Godard as “Good Samaritan”

One of my “En movimiento”columns for Cahiers du Cinéma España, written specifically for their special Godard issue (December 2010). — J.R.

Writing recently here about the largely negative American reception of Film Socialisme at Cannes, I noted  — in response to the implications of such critics as Todd McCarthy and Roger Ebert that the film’s difficulties could somehow be attributed to flaws in Godard’s character — that I was “impressed not only by the film’s singular, daring, and often beautiful employments of sound and image, but also by its tenderness towards virtually all the contemporary characters and figures in the film (including the animals) — a virtue I don’t find at all present in For Ever Mozart.”

One could, in fact, go through many portions of Godard’s filmography and cite works that are humanist (such as Bande à part, Masculin-Féminin, and France/tour/detour/deux enfants) and those that are relatively nonhumanist (such as Weekend, Vladimir et Rosa, and Passion). Even though one could argue that Godard’s self-imposed social isolation since his departure from Paris has had harmful effects on his art, it is too simplistic to assume that he’s always or invariably the simple grouch that many journalists have claimed him to be.

I can amplify my defense of Godard’s generosity to others (at least on some occasions) by citing his kindness towards two Americans in 1996, around the same time he was appearing with For Ever Mozart (for me, still one of his weakest films) — namely the writer-director-cinematographer Rob Tregenza and myself.

I first became aware of Tregenza in 1988, when his first feature, Talking to Strangers — a 35-millimeter feature of nine ten-minute takes, each one shot only once — showed at the Toronto film festival. After I wrote a lengthy review of the film when it played in Chicago less than two months later, we became friends, and more recently Tregenza, now head of the film department at Virginia Commnwealth University, was responsible for my getting hired there to teach film for two semesters.

In 1996, Godard selected Talking to Strangers (along with Norman McLaren’s Blinkity Blank) to show in the Toronto festival’s series “Talking with Pictures,” and on this occasion he published what may qualify as his last film review to date. In it he calls Talking to Strangers a “wonderful, half-successful film,” recalling that he once praised Jacques Becker’s Montparnasse 19 “precisely for its failures”. (Eleven years later, Tregenza presented this feature at the Centre de Cultura Contemporània de Barcelona, along with a documentary about its making, Tregenza and Company, which premiered on that occasion.) After the poor reception of Tregenza’s second feature, The Arc, in 1991, the possibility of him making a third feature seemed remote until five years later, in Toronto, when Godard offered to produce it. The results of this collaboration, Inside/Out, which premiered at Cannes in 1997, remains, to the best of my knowledge, the only American feature ever produced by Godard, although he kept his name off the credits, probably to avoid other filmmakers besieging him with scripts. (Faxes from Godard pertaining to this collaboration can be accessed in Jean-Luc Godard: Documents, a huge compendium put together by Nicole Brenez in collaboration with Michael Witt and published by the Centre Pompidou in 2006; it can also be found on my web site at www.jonathanrosenbaum.net/2008/08/five-letters-from-godard-apropos-of-insideout/.)

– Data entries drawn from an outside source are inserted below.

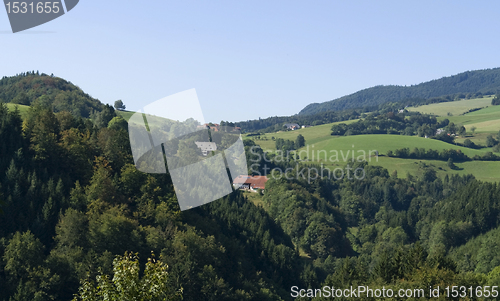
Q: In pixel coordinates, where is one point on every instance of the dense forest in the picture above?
(55, 92)
(78, 221)
(467, 84)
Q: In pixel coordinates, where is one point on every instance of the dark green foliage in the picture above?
(471, 82)
(59, 94)
(119, 105)
(490, 141)
(496, 100)
(300, 141)
(73, 203)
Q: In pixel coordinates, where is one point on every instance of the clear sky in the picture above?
(251, 59)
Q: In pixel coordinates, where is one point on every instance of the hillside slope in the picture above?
(60, 94)
(470, 82)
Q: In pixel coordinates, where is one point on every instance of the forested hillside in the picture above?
(469, 83)
(78, 221)
(59, 94)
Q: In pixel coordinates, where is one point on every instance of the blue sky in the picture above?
(251, 59)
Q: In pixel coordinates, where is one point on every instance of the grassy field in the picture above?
(312, 135)
(327, 149)
(125, 114)
(22, 109)
(453, 107)
(486, 120)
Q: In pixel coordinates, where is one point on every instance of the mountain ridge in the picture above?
(477, 82)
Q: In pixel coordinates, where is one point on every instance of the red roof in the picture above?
(255, 182)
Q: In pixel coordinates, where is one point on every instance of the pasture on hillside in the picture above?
(23, 110)
(454, 107)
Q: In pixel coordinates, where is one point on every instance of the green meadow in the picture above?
(23, 110)
(485, 120)
(453, 107)
(334, 151)
(125, 114)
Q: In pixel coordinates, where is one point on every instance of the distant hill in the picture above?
(474, 83)
(60, 94)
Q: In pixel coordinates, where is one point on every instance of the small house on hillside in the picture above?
(251, 183)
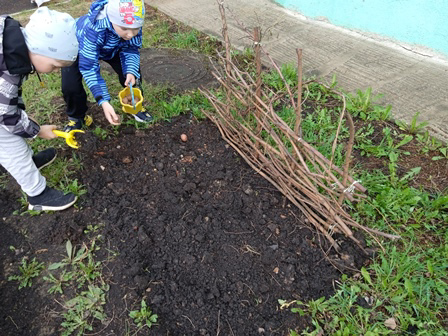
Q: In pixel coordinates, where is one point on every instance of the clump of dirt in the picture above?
(88, 142)
(207, 242)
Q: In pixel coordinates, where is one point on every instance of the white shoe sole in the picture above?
(51, 208)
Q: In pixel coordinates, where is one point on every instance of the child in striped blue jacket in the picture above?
(112, 32)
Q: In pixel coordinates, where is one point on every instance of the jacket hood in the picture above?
(15, 50)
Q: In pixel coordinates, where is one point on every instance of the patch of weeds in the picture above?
(58, 283)
(362, 105)
(402, 291)
(84, 309)
(80, 272)
(428, 142)
(28, 271)
(69, 185)
(143, 317)
(444, 152)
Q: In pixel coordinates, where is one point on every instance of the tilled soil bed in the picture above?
(203, 238)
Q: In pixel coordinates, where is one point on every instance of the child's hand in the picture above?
(46, 132)
(110, 114)
(129, 79)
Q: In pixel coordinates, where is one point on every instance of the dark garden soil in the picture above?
(205, 240)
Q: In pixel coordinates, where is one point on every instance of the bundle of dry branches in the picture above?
(248, 122)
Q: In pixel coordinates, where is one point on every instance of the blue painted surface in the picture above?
(422, 22)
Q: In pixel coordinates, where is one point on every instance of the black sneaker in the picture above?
(51, 199)
(44, 158)
(143, 117)
(75, 123)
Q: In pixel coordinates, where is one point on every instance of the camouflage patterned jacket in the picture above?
(15, 65)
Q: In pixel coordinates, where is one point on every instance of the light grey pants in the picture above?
(16, 158)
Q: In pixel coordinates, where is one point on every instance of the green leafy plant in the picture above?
(143, 317)
(58, 283)
(84, 309)
(444, 152)
(415, 127)
(28, 271)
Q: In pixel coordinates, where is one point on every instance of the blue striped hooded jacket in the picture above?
(99, 41)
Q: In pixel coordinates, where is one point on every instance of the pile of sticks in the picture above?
(248, 122)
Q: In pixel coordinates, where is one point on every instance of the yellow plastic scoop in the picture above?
(69, 137)
(135, 107)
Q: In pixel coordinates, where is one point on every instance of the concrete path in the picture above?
(410, 81)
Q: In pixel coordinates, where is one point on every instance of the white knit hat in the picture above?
(52, 34)
(126, 13)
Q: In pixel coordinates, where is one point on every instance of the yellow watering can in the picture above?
(136, 107)
(69, 137)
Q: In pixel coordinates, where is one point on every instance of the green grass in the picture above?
(28, 271)
(406, 284)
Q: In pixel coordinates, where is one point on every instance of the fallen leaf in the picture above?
(390, 323)
(127, 159)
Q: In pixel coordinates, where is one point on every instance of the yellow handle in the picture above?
(62, 134)
(69, 137)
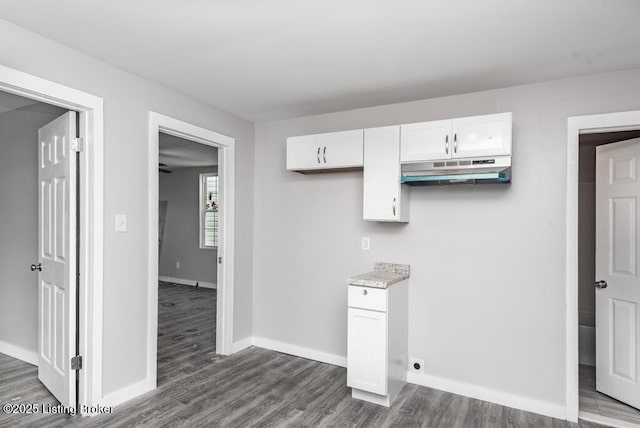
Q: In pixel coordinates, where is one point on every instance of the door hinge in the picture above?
(76, 362)
(77, 145)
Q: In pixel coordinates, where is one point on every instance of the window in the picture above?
(208, 210)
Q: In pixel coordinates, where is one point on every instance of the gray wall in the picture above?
(19, 225)
(487, 287)
(127, 102)
(181, 242)
(587, 236)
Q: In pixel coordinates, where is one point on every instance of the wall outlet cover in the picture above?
(416, 365)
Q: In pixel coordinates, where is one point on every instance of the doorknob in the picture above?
(601, 284)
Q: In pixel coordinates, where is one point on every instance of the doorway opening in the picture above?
(188, 225)
(68, 211)
(602, 251)
(191, 242)
(593, 404)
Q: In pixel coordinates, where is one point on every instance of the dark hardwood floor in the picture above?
(253, 388)
(592, 401)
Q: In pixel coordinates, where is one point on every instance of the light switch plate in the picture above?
(121, 222)
(366, 244)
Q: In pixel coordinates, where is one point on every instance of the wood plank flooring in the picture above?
(594, 402)
(253, 388)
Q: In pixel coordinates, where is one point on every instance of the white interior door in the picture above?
(618, 287)
(57, 257)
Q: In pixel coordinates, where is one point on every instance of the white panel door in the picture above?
(425, 141)
(57, 256)
(367, 350)
(381, 176)
(488, 135)
(617, 217)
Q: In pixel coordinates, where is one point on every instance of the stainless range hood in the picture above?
(458, 171)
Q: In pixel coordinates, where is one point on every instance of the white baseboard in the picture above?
(587, 345)
(190, 282)
(241, 344)
(299, 351)
(606, 421)
(546, 408)
(19, 353)
(127, 393)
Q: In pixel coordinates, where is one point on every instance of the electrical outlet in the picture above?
(366, 244)
(416, 365)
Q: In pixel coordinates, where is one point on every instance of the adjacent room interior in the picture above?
(20, 120)
(188, 225)
(592, 402)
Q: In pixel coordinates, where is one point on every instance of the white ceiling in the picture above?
(176, 153)
(275, 59)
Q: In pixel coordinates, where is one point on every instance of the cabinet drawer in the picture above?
(374, 299)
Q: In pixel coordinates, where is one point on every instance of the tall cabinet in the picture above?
(385, 199)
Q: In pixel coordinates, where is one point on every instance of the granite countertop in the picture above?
(382, 276)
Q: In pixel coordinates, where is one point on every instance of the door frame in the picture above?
(225, 287)
(577, 125)
(90, 238)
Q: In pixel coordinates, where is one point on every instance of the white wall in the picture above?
(181, 242)
(127, 102)
(19, 225)
(487, 287)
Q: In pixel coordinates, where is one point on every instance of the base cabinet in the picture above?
(377, 354)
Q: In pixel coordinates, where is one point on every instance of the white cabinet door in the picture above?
(381, 178)
(488, 135)
(367, 350)
(334, 150)
(425, 141)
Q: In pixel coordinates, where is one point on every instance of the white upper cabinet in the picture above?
(385, 199)
(477, 136)
(488, 135)
(426, 141)
(331, 151)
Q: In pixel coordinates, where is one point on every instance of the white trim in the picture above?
(19, 353)
(226, 173)
(502, 398)
(191, 282)
(91, 213)
(587, 341)
(608, 122)
(299, 351)
(242, 344)
(606, 421)
(127, 393)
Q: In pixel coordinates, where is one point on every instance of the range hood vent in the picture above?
(487, 170)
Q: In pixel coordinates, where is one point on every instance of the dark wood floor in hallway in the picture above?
(253, 388)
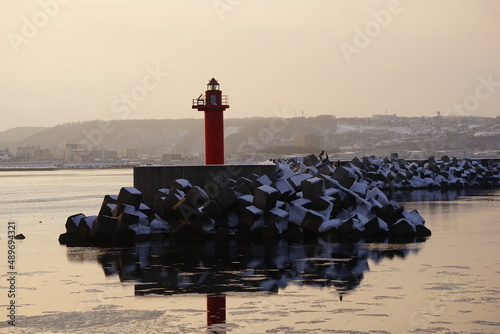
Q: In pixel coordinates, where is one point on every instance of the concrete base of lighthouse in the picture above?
(148, 179)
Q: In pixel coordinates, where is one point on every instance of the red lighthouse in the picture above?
(213, 104)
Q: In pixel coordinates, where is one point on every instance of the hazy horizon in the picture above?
(70, 61)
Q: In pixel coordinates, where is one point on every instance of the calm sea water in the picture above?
(449, 283)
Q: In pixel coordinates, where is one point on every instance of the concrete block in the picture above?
(326, 169)
(344, 177)
(284, 188)
(376, 227)
(180, 184)
(402, 228)
(313, 188)
(297, 214)
(102, 230)
(130, 196)
(203, 224)
(422, 231)
(359, 188)
(324, 206)
(164, 207)
(250, 215)
(296, 181)
(241, 189)
(212, 209)
(226, 199)
(73, 221)
(311, 160)
(265, 197)
(159, 225)
(312, 221)
(120, 207)
(197, 196)
(185, 210)
(124, 220)
(278, 218)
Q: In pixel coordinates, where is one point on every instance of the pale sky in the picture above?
(80, 60)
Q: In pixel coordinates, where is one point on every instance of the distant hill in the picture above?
(19, 133)
(261, 134)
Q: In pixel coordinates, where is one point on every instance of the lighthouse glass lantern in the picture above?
(213, 105)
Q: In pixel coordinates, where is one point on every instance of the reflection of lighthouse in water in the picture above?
(222, 266)
(217, 267)
(216, 312)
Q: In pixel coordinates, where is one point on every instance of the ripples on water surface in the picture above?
(449, 283)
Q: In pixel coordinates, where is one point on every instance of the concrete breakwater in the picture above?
(308, 198)
(433, 173)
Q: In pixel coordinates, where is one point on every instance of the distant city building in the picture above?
(131, 153)
(4, 154)
(108, 155)
(385, 116)
(307, 141)
(171, 156)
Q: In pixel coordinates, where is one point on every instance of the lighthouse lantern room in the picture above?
(213, 104)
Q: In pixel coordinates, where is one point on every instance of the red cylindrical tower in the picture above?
(216, 309)
(213, 104)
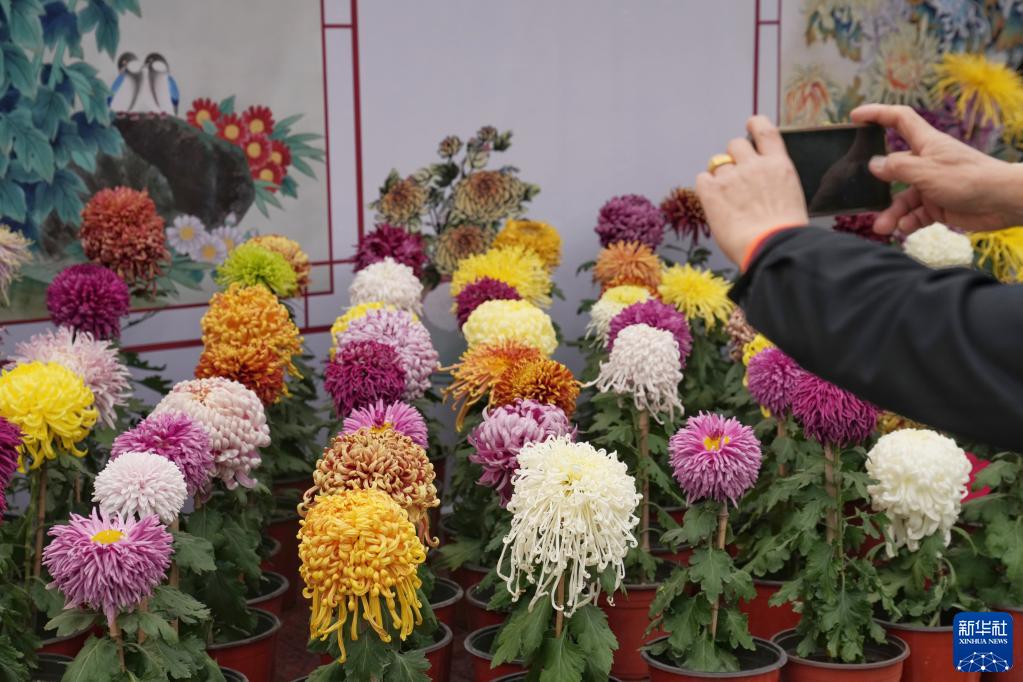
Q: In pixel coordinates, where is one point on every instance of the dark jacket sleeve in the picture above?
(941, 347)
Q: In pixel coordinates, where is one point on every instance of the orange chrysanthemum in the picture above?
(542, 379)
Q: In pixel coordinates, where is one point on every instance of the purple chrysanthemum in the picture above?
(630, 218)
(175, 437)
(107, 562)
(390, 241)
(88, 298)
(771, 375)
(362, 372)
(502, 434)
(10, 439)
(829, 414)
(400, 416)
(658, 315)
(479, 291)
(715, 458)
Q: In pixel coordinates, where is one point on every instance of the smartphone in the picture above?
(832, 163)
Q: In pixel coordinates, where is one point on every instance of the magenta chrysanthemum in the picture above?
(106, 562)
(829, 414)
(480, 291)
(390, 241)
(715, 458)
(89, 298)
(362, 372)
(503, 433)
(400, 416)
(176, 437)
(630, 218)
(658, 315)
(771, 375)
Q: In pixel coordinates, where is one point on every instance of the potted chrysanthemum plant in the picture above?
(715, 460)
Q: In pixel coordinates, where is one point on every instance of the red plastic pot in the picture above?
(766, 621)
(478, 644)
(762, 665)
(885, 663)
(930, 653)
(254, 656)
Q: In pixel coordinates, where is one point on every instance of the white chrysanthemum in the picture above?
(94, 360)
(390, 282)
(938, 246)
(645, 364)
(573, 515)
(234, 421)
(922, 480)
(140, 484)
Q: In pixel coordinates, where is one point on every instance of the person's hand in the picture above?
(760, 191)
(949, 181)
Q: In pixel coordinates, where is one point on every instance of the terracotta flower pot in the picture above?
(884, 663)
(270, 596)
(478, 644)
(762, 665)
(930, 653)
(766, 621)
(254, 656)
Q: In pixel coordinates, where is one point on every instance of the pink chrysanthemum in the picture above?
(503, 433)
(771, 376)
(400, 416)
(95, 361)
(829, 414)
(480, 291)
(658, 315)
(361, 373)
(715, 458)
(176, 437)
(106, 562)
(88, 298)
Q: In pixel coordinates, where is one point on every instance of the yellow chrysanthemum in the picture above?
(1004, 249)
(697, 293)
(538, 237)
(50, 404)
(519, 267)
(358, 547)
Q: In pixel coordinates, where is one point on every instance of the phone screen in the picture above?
(832, 163)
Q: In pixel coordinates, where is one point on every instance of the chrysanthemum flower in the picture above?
(714, 458)
(829, 414)
(572, 518)
(385, 460)
(393, 242)
(253, 265)
(630, 218)
(358, 548)
(502, 434)
(922, 479)
(390, 282)
(122, 230)
(645, 365)
(539, 237)
(402, 417)
(627, 263)
(516, 266)
(938, 246)
(510, 320)
(178, 439)
(51, 405)
(107, 562)
(698, 293)
(140, 484)
(13, 254)
(361, 373)
(233, 419)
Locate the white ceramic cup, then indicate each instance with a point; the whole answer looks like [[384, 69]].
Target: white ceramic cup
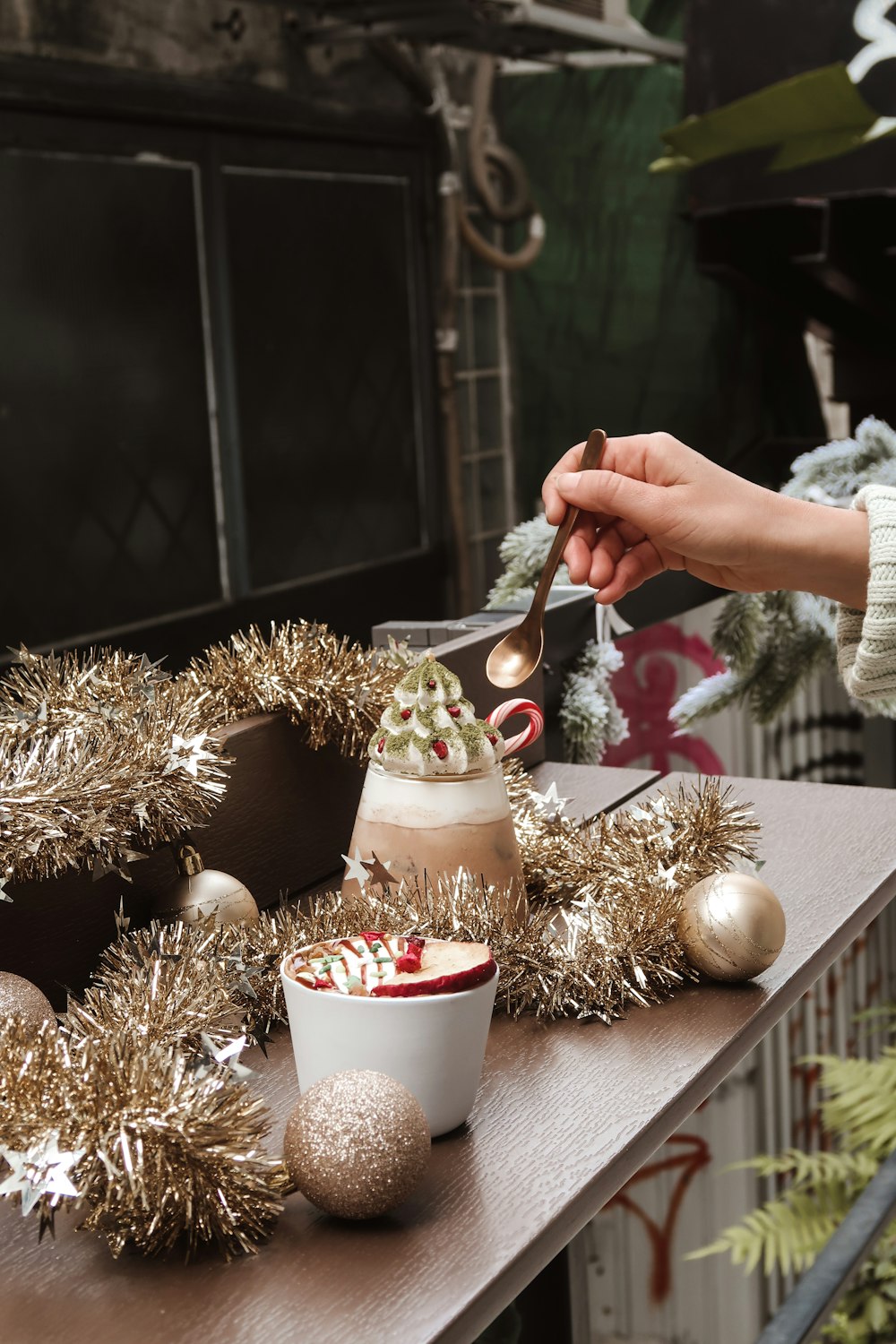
[[432, 1043]]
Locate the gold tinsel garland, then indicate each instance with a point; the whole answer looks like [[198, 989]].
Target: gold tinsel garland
[[105, 757], [136, 1107]]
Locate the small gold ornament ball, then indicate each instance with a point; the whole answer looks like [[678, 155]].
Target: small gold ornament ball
[[199, 895], [358, 1144], [731, 926], [21, 996]]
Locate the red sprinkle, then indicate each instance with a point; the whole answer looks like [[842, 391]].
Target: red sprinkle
[[410, 960]]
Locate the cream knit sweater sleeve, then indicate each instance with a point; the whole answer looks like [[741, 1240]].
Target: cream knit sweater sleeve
[[866, 640]]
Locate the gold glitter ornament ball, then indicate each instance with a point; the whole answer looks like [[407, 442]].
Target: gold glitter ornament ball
[[731, 926], [201, 892], [21, 996], [358, 1144]]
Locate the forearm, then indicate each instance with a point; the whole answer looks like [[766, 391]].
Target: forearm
[[823, 550]]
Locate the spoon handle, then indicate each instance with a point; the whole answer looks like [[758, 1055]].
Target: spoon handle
[[590, 460]]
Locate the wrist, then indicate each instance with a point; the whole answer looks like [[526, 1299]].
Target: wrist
[[823, 550]]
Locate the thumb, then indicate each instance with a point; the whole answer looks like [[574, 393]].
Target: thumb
[[614, 495]]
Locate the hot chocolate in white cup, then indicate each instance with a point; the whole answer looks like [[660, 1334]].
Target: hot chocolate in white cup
[[433, 1043]]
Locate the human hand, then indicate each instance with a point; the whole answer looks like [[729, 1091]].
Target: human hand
[[656, 504]]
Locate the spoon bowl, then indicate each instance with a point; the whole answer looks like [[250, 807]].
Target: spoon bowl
[[519, 653]]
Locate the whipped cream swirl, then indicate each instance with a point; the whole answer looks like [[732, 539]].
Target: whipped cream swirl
[[430, 728]]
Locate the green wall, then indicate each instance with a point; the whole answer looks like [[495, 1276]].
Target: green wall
[[613, 325]]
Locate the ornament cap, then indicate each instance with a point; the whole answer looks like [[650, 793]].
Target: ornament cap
[[190, 862]]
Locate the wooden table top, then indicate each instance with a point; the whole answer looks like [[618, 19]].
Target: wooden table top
[[564, 1116]]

In 1996, at the same edition of he Toronto film festival where Godard embarked on this adventure, he showed me the three most recent chapters of his Histoire(s) du cinéma (3a, 3b, and 4a) in his hotel room, leading to an extended conversation with him that was eventually published in the French magazine Trafic, and just before this dialogue, he praised my work quite extravagantly in his press conference, comparing me to both James Agee and André Bazin. When I tried to express my appreciation for this gesture to him just afterwards, he said, “I hope it will help you more than hurt you, considering whom it’s coming from.”

P.S. (October 19, 2015): I recently got word that Tregenza was shooting his fourth feature in Norway.